Very few physicians are trained to recognize JHD. Specialists in movement disorders work with older adults, such as those with Parkinson’s disease, and pediatricians rarely encounter HD. “So a child with HD symptoms will either be seen by a pediatric neurologist who knows little about HD, or by an HD neurologist who knows little about kids,” Dr. Nance says.
Diagnosis typically takes 2 to 7 years as physicians await obvious motor symptoms, or a clear decline in cognitive function. This is too long for families to wait. Dr. Nance and others are working to find better tools to determine when a child’s challenging behavior is just “being a teenager” or some other problem, and when it is due to the onset of HD.
A Therapeutic Challenge
Repeat mutations are among the most difficult to counter, for they are unlike the genetic glitches behind other conditions. They can’t be fixed by replacing an enzyme, by countering a biochemical buildup with diet, or even by sending in a normal-length gene, for there’s already one there.
The HD mutation is of the nefarious “gain-of-function” variety – it does something new, something unexpected. (COVID lingo borrows the term, like it does “variant” and “wild type,” altering the classical meanings.) Even refolding the errant protein, as has worked so well in treating cystic fibrosis, hasn’t happened. Silencing the extra triplets may be the way to go – antisense, RNAi, and zinc finger nuclease approaches (but even those have hit roadblocks).

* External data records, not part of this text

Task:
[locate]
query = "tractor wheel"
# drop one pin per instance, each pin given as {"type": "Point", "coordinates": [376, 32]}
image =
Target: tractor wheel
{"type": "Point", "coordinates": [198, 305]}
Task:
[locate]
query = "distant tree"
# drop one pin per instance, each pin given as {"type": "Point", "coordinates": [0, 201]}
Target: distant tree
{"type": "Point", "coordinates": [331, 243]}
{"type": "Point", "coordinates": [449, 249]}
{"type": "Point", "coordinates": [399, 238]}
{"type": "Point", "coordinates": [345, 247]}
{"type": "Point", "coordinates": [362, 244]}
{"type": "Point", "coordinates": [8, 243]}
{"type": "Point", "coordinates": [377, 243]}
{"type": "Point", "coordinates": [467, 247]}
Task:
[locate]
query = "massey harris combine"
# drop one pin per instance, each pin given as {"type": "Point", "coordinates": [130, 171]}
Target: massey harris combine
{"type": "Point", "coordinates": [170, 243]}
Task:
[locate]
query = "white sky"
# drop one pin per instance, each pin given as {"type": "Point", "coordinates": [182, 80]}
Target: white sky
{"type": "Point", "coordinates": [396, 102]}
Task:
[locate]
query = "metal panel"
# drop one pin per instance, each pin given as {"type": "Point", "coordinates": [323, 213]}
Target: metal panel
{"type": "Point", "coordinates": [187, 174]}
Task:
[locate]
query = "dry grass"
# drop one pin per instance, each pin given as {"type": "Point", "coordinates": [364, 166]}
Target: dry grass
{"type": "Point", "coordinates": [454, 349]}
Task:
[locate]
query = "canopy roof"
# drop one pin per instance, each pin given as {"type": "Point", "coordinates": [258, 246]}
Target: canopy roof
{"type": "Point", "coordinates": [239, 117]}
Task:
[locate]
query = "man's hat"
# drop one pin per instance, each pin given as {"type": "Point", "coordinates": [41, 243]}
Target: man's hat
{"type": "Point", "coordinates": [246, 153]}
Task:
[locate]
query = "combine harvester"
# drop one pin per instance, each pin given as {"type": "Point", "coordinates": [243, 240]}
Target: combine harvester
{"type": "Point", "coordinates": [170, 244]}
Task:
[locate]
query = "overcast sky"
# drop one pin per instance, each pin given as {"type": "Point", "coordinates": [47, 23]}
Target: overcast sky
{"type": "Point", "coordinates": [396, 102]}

Basic research must keep drug candidates coming (this recent DNA Science post describes harnessing DNA repair). But support should also focus on the daily challenges that people like Jane Mervar face. She and her daughters have done much for the HD and rare disease communities by sharing their story, which I’ve only touched on here. Even if a gene therapy or repurposed drug or nutritional supplement is never found, there’s still much that health professionals can do to help families with HD. Jane explains how:
“The docs I respect and trust the most are those who can explain what is occurring, and if they cannot help they seek the person who knows the best answer … Teams of specialists helped me keep Karli at home until the end. The last 6 months were the most difficult, meeting her spirit and comfort needs. But she passed on her terms, and I knew we gave it our all.”
Jane wrote on Facebook on February 16, on the 12th anniversary of Karli’s passing:
“I often wonder who she would have become, what she would have looked like and how amazing it would feel to hear her voice and to give her the tightest hug! I was SOOOO lucky to be her mom and have 3 other amazing daughters. There is no easy way to lose a child and grief never ends. But love never dies.”

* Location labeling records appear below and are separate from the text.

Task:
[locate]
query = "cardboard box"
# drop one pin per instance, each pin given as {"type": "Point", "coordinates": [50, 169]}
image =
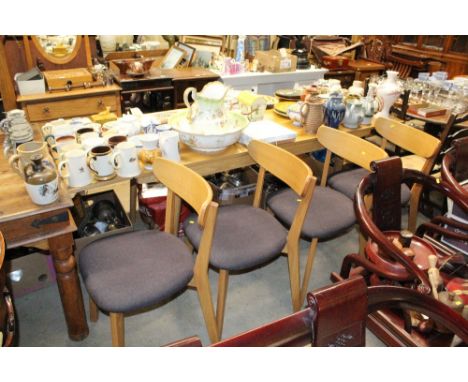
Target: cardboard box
{"type": "Point", "coordinates": [30, 82]}
{"type": "Point", "coordinates": [274, 61]}
{"type": "Point", "coordinates": [82, 214]}
{"type": "Point", "coordinates": [61, 78]}
{"type": "Point", "coordinates": [29, 273]}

More than 300 million people suffer from a rare disease, about half of them children. About 80 percent of the diseases are genetic. Only about 5 percent of recognized rare diseases have approved treatments – and some conditions affect only a few people, sometimes even just one. People with rare diseases are at especially high risk of developing severe COVID-19, if affected. So as we stash our masks and inch towards a new normalcy, let’s not forget them, and the others for whom an infection would be far more than a scratchy throat and the sniffles.